Sebagai manusia yang sibuk, acap kali kita tidak memahami apa yang sedang terjadi pada tubuh. Tanda-tanda gangguan, seperti sulit berkonsentrasi, kecemasan berlebih, dan stres, harus dipaksa sirna demi menjalankan rutinitas. Padahal, keadaan tersebut dapat memengaruhi kesehatan jiwa kita.
Jiwa yang sehat menjadi modal untuk mencapai hidup yang berkualitas. Publikasi Bank Dunia pada April 2018 menyebutkan bahwa gangguan jiwa adalah hambatan serius dalam pembangunan global. Gangguan yang tidak teratasi menyebabkan penurunan produktivitas kerja yang setara dengan hilangnya 1 triliun dollar AS per tahun.
Sayangnya, kesehatan jiwa masih diabaikan. Menurut The World Federation for Mental Health, separuh orang dengan gangguan seperti depresi tidak mendapatkan penanganan yang baik. Penanganan disabilitas psikologis ini masih dinomorduakan dibandingkan penanganan penyakit fisik.

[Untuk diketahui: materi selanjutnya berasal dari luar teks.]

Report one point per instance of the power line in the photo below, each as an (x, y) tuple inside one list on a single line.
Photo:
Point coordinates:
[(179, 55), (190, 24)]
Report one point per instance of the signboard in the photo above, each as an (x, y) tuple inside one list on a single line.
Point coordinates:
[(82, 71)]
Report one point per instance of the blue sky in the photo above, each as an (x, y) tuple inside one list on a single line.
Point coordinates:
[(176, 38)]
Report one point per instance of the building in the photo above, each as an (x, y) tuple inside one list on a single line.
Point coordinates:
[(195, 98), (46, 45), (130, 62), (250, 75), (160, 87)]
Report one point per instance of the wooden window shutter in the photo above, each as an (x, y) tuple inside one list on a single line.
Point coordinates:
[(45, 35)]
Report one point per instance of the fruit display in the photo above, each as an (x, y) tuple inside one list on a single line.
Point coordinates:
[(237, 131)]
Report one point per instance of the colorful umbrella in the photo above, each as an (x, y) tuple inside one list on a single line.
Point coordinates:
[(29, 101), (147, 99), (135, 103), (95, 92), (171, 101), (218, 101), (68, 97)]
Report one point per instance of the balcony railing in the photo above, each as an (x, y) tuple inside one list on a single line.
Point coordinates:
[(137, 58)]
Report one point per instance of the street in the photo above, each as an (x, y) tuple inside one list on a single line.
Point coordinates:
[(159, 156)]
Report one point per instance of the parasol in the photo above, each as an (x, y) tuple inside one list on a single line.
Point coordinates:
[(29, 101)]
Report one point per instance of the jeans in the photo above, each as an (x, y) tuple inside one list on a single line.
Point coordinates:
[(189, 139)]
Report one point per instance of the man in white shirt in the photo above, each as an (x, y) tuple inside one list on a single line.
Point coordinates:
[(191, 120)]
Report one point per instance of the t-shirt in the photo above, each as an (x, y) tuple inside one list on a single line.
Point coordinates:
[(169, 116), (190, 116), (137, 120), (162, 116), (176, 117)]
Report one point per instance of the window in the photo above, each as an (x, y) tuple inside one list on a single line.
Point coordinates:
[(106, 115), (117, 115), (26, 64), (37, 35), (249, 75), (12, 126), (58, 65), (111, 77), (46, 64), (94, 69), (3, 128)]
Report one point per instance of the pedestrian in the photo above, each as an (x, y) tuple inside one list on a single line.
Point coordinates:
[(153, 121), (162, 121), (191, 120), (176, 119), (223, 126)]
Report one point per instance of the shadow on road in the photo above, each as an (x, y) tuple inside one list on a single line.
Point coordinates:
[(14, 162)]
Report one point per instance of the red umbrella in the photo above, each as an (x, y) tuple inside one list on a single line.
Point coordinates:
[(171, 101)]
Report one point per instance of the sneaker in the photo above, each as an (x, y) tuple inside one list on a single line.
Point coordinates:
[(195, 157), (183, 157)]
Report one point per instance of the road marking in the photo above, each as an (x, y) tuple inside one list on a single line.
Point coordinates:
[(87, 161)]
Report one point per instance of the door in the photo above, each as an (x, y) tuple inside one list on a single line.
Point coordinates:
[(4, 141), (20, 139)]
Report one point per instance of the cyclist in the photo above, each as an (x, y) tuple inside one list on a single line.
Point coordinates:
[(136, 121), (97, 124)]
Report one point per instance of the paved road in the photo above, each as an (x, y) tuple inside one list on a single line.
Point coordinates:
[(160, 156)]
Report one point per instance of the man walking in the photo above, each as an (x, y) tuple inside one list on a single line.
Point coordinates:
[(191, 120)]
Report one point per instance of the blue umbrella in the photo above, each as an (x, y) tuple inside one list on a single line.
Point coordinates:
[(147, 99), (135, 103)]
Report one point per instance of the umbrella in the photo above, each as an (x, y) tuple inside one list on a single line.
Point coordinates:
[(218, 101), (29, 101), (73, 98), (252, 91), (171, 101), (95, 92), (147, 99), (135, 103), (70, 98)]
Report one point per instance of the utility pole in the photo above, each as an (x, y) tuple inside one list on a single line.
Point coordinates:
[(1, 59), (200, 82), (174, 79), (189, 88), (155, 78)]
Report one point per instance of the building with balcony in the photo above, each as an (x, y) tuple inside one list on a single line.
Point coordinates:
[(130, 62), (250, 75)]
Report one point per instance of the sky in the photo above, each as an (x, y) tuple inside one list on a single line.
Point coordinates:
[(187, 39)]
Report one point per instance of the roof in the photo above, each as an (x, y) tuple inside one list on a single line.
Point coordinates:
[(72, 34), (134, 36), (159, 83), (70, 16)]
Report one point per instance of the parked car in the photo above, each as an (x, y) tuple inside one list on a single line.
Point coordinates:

Setali tiga uang pengabaian kesehatan jiwa juga terjadi di Indonesia. Layanan konseling belum tersedia cukup. Hingga kini, tenaga psikologi yang terdaftar melalui pusat data Kementerian Kesehatan hanya berjumlah 1.400 orang. Dari jumlah tersebut, dapat diasumsikan bahwa satu tenaga psikologis menangani 187.000 jiwa sesuai dengan proyeksi jumlah penduduk pada tahun 2017 sebanyak 261,9 juta jiwa.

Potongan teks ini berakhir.